Not all endorsing organizations fall into this trap.  At The Stanford Review, we tried our best to ask candidates about all campus issues, from free speech to appropriations to academics, and we based the candidates we endorsed by a numerical scoring system.

Although there are likely few students who paid attention to their single e-mail early in campaign week, Colleges Against Cancer is a model for the endorsement process.  Colleges Against Cancer couldn’t even see the names of their applicants until they were already scored.

But when endorsing groups focus on irrelevant issues or endorse outside of a formal process, they do a disservice to the student body.  There is no indication that a Democratic Party activist or someone who can answer the cause of the financial crisis in 100 words will fight for all students on campus.

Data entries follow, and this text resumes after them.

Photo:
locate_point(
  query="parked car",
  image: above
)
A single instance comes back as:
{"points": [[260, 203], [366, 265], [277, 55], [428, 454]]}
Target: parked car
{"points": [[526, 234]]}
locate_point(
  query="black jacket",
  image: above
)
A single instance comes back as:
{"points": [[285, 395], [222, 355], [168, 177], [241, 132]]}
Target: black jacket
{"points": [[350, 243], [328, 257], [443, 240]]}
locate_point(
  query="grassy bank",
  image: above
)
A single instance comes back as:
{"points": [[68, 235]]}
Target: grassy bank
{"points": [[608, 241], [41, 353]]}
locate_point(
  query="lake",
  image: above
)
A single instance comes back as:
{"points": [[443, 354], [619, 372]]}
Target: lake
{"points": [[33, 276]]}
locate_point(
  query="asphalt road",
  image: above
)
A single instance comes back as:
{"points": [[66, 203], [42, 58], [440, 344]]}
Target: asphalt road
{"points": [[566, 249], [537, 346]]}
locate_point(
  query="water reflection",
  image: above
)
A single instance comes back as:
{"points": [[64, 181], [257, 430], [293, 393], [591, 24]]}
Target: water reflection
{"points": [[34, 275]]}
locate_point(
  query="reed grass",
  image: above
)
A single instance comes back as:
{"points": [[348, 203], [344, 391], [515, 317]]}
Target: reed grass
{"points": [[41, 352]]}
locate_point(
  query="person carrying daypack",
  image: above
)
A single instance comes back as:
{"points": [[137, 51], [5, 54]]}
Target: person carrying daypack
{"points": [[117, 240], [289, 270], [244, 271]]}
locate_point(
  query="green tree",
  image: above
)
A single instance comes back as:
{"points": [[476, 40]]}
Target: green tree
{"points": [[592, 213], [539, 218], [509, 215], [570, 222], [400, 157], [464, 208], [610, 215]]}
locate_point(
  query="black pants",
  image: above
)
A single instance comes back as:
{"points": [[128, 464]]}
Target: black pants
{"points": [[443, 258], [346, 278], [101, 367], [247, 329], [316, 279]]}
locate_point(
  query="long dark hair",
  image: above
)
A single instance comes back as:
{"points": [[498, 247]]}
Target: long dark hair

Evidence even suggests that endorsements are losing their influence.  Although endorsements went to a wide variety of candidates this year, the top 9 vote-getters belonged to the Students of Color Coalition.  If these varied endorsements had mattered, the results would have been more differentiated.  If endorsing groups don’t improve the quality of their application process, they can expect their irrelevance to stay.

It’s time to get serious.  If we want real changes to the way the ASSU acts, student groups need to focus on ASSU issues.  After all, we’re to blame for business as usual.

Tim Ford ’10 is the Editor-in-Chief of The Stanford Review, and served as a Senate Associate in 2006-07 and as Senate Secretary in 2007-08.